If Nigerians are filling the gaps in official communication with speculation, gossip, and media reports, people like Abubakar should know better than bark. They should supply valid information, simple. At this stage in our national life and with two presidents who died in office after their sicknesses were hid from the public, no leader should go through the same magic of lying and deflecting from the issue of his health anymore. If Buhari is incapacitated, he should admit it. If his health impedes governance, he should live up to the propaganda they dispense about him being a straightforward and honest man by resigning. By no means should one man’s ambition hold the rest of the country hostage. To prove how much disregard they have for Nigerians, Buhari’s aides and paid flatterers are hinting at a second term when the man can barely perform in his first term!
In 2013, when the Muhammadu Buhari candidacy was imminent, he was being sold then, as usual, as an honest man who could clean up the soiled soul of Nigeria; I wrote that if he was honest enough, Buhari should admit he was not what Nigeria needed and move on. Four years later, Buhari’s messianic aura and the much-vaunted propaganda about the power of his body language to heal the nation have seen demystification. It did not take long before all saw him for what he is: Long on reputation and short on actual leadership integrity.

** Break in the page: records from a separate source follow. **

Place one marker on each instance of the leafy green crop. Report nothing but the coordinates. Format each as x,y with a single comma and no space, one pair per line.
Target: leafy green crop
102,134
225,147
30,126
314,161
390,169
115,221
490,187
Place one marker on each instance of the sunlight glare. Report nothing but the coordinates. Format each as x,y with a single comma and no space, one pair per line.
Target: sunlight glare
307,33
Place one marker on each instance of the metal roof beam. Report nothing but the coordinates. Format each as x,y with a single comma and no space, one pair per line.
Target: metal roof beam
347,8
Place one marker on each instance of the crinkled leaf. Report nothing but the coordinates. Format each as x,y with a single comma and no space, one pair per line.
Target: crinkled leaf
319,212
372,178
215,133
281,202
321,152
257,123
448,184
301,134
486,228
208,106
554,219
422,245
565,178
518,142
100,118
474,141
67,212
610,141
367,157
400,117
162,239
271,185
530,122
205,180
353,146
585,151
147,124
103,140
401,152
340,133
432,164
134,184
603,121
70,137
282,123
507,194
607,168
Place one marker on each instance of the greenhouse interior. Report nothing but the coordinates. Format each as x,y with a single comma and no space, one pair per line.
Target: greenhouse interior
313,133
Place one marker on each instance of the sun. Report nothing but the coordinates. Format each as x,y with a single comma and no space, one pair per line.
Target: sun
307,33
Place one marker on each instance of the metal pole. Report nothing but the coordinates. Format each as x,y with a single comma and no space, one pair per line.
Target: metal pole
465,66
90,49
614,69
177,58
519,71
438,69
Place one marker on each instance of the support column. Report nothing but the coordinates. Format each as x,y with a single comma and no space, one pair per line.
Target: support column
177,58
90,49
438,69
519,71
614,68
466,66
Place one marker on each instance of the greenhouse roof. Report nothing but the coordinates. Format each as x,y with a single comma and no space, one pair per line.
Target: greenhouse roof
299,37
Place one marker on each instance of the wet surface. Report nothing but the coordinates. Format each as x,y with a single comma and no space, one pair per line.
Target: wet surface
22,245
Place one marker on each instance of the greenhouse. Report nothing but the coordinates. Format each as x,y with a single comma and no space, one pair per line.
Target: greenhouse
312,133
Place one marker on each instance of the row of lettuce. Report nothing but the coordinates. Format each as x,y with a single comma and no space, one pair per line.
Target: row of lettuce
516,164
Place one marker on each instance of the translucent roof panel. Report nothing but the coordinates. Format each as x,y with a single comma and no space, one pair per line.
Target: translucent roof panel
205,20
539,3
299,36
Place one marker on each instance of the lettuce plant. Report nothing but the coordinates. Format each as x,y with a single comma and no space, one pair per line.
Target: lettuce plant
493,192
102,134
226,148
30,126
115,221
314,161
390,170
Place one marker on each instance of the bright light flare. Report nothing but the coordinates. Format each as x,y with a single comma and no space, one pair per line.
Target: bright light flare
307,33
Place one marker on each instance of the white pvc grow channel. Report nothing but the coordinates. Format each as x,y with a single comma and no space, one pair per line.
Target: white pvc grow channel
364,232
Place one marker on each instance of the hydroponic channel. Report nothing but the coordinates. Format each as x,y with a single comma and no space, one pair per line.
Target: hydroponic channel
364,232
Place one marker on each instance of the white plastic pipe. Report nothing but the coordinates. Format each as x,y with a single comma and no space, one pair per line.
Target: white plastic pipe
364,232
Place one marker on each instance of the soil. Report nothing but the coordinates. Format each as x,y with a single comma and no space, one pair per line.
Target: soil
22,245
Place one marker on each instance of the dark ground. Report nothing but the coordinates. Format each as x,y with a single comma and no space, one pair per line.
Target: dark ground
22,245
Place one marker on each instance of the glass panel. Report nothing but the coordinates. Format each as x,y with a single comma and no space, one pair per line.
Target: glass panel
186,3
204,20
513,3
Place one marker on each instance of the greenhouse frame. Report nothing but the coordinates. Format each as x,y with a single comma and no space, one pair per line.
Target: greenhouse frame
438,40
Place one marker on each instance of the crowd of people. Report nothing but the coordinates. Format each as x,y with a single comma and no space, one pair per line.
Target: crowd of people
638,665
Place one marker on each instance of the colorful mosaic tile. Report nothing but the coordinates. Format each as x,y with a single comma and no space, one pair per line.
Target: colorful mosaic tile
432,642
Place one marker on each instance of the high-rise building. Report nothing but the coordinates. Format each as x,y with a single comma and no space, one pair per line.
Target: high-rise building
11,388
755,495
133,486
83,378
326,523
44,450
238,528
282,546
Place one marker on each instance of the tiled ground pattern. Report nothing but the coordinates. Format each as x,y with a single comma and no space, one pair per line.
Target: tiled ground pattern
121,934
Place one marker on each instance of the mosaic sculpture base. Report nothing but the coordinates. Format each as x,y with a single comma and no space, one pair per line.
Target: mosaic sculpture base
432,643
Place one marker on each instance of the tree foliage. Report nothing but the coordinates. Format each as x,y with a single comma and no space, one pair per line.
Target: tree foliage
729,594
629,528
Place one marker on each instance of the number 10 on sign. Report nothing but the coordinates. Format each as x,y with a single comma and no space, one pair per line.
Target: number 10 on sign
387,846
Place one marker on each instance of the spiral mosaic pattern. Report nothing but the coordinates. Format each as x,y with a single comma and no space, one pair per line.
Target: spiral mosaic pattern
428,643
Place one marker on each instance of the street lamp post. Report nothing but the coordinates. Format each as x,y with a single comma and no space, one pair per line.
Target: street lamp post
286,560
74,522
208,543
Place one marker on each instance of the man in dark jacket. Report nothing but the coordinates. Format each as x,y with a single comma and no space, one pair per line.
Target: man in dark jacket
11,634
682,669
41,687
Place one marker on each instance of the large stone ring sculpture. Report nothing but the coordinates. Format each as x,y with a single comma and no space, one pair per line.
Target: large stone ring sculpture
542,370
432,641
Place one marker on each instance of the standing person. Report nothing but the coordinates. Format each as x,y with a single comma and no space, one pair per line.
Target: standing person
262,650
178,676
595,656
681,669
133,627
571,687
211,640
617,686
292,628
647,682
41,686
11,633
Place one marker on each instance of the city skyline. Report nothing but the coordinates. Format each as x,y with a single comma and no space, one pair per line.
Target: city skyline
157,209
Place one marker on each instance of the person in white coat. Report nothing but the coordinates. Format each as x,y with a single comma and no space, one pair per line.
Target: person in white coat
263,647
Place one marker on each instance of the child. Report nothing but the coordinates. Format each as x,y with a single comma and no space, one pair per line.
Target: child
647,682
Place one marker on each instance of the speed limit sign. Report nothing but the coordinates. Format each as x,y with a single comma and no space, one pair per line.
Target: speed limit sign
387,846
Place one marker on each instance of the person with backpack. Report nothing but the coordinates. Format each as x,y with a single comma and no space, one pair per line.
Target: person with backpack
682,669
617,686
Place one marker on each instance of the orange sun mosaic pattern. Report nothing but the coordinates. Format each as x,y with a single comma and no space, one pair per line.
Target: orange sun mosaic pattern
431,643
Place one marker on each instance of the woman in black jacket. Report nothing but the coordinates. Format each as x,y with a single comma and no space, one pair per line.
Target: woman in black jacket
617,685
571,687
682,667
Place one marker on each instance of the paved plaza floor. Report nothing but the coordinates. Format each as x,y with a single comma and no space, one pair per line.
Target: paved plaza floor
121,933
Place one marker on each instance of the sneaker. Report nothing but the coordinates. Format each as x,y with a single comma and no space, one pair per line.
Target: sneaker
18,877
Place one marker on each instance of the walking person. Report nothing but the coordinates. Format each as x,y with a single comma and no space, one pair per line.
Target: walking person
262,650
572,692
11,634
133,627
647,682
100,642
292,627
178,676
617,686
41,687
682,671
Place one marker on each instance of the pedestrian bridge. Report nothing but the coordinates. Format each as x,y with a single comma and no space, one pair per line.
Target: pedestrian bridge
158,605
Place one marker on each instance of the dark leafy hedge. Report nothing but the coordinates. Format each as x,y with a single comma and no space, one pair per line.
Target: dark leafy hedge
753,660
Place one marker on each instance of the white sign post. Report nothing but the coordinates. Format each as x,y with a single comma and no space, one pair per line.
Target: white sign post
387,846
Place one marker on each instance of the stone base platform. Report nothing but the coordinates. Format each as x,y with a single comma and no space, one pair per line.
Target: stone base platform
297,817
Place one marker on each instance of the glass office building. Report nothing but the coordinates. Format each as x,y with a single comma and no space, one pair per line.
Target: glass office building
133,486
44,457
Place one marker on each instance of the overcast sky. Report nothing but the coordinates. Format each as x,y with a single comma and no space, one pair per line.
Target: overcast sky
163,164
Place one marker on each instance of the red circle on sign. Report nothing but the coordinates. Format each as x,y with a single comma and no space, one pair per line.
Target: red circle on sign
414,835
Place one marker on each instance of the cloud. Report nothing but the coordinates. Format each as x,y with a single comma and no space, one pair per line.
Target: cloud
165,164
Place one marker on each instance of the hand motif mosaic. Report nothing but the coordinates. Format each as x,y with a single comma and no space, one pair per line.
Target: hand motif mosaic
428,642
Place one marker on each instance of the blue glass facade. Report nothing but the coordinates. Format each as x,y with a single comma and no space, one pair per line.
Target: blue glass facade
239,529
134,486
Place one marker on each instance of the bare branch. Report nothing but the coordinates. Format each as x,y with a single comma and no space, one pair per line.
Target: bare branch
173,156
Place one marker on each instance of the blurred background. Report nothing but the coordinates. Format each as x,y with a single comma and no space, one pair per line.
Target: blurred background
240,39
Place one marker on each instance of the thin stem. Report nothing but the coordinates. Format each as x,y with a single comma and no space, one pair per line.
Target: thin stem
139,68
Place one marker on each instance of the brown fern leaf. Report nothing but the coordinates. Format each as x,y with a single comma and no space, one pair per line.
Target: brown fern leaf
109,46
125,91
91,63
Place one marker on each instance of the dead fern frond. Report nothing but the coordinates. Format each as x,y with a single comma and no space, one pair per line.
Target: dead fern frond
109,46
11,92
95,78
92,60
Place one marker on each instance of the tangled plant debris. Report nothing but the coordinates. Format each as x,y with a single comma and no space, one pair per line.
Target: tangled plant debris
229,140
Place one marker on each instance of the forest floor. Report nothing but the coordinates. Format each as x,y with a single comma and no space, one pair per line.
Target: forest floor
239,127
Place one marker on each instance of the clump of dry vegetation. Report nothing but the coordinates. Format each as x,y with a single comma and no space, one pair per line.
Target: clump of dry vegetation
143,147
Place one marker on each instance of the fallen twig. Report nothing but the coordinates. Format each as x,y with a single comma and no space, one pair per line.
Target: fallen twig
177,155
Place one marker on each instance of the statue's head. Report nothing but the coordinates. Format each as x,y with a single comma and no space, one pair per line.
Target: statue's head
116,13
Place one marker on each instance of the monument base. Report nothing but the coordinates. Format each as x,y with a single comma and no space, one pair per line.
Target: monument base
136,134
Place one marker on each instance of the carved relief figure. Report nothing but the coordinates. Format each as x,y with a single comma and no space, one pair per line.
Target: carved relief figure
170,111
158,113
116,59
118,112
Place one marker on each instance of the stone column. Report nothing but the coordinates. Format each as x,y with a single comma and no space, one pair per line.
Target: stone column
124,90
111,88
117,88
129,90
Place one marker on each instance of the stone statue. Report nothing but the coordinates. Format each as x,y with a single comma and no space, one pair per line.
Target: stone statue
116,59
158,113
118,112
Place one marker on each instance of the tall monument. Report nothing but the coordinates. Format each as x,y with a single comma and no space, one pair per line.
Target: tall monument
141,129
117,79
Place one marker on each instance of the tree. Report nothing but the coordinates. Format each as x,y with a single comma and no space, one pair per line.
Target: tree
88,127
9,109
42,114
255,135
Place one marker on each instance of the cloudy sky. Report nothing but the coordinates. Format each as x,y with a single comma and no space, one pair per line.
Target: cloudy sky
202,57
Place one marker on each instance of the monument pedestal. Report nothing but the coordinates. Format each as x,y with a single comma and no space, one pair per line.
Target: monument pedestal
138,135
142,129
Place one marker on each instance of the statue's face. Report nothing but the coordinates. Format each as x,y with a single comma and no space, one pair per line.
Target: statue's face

We are shackled -for better or worse- with a leader who played his last card before the game even begun. Now that we are in the middle of the duel, we are confronted with a lack of game plan, or tactic, or philosophy for ruling Nigeria. Buhari has become a rarely seen President of the Aso Rock, appearing only now and then like the phantom of the opera.
If the best a President who has not been seen in public for two weeks could do was appear at the National Mosque, Abuja for Juma’at service, what it shows is that he only panders to the primal instincts of his theocratic power base. He does not have to get a single thing right as long as he can appear in mosques and sell to his most faithful and devoted followers, the image of a religious man who has surrendered to God. When Buhari was sick and in London, the few times he was said to have called Nigeria, he either spoke to some mullahs who were praying for his recovery, or he called his aide, Femi Adesina, with nothing more edifying to say than gossip about “mischief makers.” Yes, the President of a country leaves his people hanging on the state of his health and the issues of governance to talk about his haters. That is how you know Buhari’s ailment is not just physiological; he also suffers a lack of regard for Nigerians.